A few other highlights of things that happened this year, but were not on the 2009 list.
I worked my full time job only 4 days a week and had Fridays off all year long. Matt got a new car and I got rid of my old beater and we’ve been a one car household. I sent off my second series of Art-o-mat paintings, and created this pretty sweet promo video. I published my very first zine. I was able to find a source and make these resin jewelry pieces like I’d been envisioning for years. Got a Polaroid Pogo and love it! Matt and I went to go see the This American Life live broadcast. Made an art doll (scary) and sold my first handspun yarns. Sadly I think I only did Found Art Tuesday twice all year. Bishop ate my enemy (styrofoam) and had to have emergency surgery. I made some altered art shoes and then they were featured on AOL. I finally had a garden again, since last I lived with my parents. It was a container garden but I had SO MUCH JOY from it. Went to a family reunion. Was published in Underground Art School magazine. Made homemade pizza. Attended my cousin’s Ah-Mazing wedding. My brother and sister-in-law are expecting their first child and I will be an Aunt this March for the first time. I wrote a few articles for the Hello Craft blog. I took a ceramics class and was so inspired. Held my fourth gingerbread house making party. Went sledding and laughed so hard I think I breathed in snow and froze my lungs. I lost my wallet and kept my cool about it, surprisingly. Made new penpals and pfeffernusse cookies. Our friends Tom and Nikki, and Matt and I went ice skating in Chicago. It was something I’d wanted to do probably since high school (and really should have been on my 2009 list) when I first learned about Skate on State. Since then the Millennium Park has been built and they erect an ice skating rink there in the winter so we went there. It started out a rainy miserable day, but when we finally got out on the ice it began snowing and became an amazing and magical day/evening.

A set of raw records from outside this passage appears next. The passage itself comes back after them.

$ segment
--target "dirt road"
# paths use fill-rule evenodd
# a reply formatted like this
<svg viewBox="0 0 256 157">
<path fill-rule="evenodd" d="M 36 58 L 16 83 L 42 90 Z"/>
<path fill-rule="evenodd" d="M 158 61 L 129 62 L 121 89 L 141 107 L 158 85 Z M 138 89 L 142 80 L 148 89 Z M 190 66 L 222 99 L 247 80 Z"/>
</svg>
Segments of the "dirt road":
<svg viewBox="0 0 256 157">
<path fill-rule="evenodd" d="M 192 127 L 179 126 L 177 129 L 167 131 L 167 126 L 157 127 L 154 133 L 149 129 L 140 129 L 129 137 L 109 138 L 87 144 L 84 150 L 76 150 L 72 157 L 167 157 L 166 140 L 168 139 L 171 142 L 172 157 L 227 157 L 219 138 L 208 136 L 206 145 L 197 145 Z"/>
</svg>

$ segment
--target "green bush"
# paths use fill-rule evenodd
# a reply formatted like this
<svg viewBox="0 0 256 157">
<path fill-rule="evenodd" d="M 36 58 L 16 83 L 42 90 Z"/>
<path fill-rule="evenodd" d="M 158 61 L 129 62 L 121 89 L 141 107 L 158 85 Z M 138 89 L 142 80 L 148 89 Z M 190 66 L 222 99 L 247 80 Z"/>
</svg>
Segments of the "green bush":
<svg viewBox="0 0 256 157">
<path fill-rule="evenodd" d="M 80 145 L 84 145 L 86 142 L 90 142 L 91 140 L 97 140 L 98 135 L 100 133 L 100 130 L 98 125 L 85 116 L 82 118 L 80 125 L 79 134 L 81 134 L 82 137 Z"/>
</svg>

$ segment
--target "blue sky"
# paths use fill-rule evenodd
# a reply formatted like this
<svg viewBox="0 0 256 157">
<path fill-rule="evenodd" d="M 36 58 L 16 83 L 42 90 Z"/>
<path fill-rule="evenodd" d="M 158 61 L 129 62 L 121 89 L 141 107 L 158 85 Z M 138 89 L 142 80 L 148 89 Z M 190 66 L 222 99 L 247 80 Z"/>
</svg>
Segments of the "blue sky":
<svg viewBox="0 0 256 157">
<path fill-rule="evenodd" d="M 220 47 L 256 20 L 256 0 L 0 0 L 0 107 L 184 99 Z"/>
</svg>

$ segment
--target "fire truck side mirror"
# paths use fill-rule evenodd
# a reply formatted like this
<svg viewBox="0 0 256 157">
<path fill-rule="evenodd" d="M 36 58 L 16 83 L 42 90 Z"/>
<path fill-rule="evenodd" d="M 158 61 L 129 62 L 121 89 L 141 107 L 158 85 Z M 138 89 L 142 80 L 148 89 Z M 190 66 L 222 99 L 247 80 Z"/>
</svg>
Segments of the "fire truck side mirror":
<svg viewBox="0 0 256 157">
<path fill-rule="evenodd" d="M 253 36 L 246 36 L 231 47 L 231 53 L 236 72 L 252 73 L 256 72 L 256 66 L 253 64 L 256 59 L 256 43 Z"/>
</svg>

As I put together that list it’s surprising how much I’d probably forget if it weren’t for this blog. This week I’ve been in a kind of funk, where I didn’t feel very energetic, inspired or driven. I hate that feeling. Lazy. But yesterday and today I’ve been composing this post and it alone has really inspired me. I am reinvigorated just looking back at all that I accomplished last year and I’m again so excited for the new year. I apologize for such a looooong post (without one picture, yikes). I’m sure no one even got this far in the post, but that’s okay because it’s really just for me anyway. I’ll be sharing my to-do list for 2010 shortly (in the coming week).